Wandslinger
At PreMortem I worked mostly on the general gameplay, and the different menus. Here are some highlights from the eight months I worked on the Wandslinger demo. At PreMortem we were two programmers, two artists and one designer.
Area effects
Structure
I set up the area effects in the game by making a C++ class which was inherited by a more general blueprint class which was then again inherited by the specific element classes. I made it this way to be able to implement the core features in C++, while also giving the designer and myself the ability to change small things for every element without having to do the same thing in every element subclass.
The approach with having the specific classes as blueprint child classes of one more general blueprint class which was inherited by one C++ class was how I worked with most of the stuff I did on Wandslinger. I set up the projectiles and the enemies the exact same way.
To differentiate blueprint classes from C++ classes we decided to use BP_ as a prefix for the blueprint classes and no prefix for the C++ classes.
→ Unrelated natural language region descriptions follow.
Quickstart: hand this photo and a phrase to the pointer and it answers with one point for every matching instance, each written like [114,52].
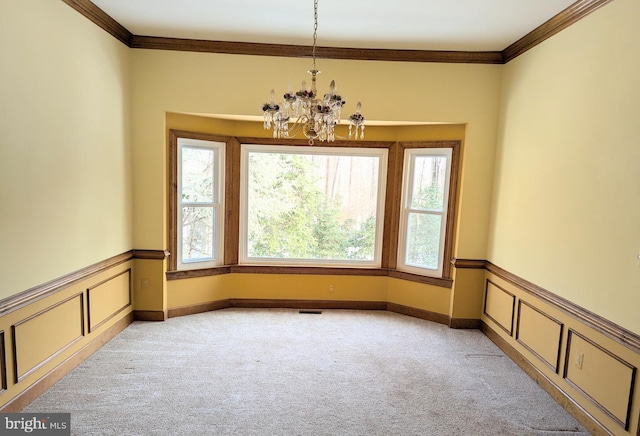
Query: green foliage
[290,217]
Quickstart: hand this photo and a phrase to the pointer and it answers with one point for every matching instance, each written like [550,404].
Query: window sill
[307,270]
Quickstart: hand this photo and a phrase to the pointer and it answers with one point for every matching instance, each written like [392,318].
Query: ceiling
[457,25]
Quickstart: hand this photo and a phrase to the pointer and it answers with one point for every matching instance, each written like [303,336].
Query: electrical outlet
[579,360]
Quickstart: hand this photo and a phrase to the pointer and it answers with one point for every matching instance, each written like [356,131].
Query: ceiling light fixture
[305,110]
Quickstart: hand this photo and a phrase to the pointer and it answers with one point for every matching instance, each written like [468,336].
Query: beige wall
[165,81]
[566,208]
[65,157]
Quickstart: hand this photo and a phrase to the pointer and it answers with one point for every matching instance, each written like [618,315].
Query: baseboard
[25,397]
[307,304]
[580,414]
[198,308]
[150,315]
[456,323]
[428,315]
[463,323]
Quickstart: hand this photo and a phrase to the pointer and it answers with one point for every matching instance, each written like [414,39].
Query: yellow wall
[566,208]
[65,155]
[165,81]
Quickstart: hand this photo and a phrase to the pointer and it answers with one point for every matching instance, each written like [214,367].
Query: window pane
[429,183]
[303,206]
[197,175]
[197,233]
[423,240]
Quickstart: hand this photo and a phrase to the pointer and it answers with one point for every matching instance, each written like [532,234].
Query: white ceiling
[460,25]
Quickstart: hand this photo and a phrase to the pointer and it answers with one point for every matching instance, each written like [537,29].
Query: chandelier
[304,110]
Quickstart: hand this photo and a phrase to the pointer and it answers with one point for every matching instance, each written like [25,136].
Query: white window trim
[218,149]
[407,188]
[381,153]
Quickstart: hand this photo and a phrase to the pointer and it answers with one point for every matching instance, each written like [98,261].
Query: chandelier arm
[315,32]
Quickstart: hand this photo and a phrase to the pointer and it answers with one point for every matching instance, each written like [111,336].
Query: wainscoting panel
[586,363]
[539,333]
[499,306]
[604,378]
[108,298]
[3,364]
[40,337]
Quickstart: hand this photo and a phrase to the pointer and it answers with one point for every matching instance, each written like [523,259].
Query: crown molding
[564,19]
[304,51]
[102,19]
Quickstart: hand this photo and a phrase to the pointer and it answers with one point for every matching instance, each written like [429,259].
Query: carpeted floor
[279,372]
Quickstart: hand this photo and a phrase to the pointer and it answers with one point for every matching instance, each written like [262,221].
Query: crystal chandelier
[303,109]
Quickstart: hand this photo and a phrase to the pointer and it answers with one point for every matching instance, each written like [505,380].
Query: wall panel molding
[554,363]
[605,361]
[94,319]
[492,306]
[75,331]
[39,292]
[583,416]
[3,364]
[22,399]
[602,325]
[151,254]
[564,19]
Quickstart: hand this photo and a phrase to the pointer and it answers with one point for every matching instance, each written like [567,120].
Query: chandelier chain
[315,31]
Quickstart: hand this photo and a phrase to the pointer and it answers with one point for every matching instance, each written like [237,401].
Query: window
[319,206]
[424,209]
[199,201]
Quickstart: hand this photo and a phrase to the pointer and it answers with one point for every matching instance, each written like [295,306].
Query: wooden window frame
[391,210]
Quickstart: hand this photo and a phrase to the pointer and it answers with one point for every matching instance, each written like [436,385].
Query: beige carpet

This page will be continuously updated with more stuff I did on Wandslinger.
Implementation
The area effects are made of a closed spline. I used Unreal’s spline component, to let the designer use the tools that already exist in Unreal to shape the area effects.
To know if an actor was inside an area effect, I first made a box around the spline to see if the actor was close to the spline. If the actor was outside of the box, the actor was outside of the spline area. If it was inside the box I fetched the closest point on the spline and calculated if the actor was to the right of the point or not. If it was to the right it was inside and otherwise not.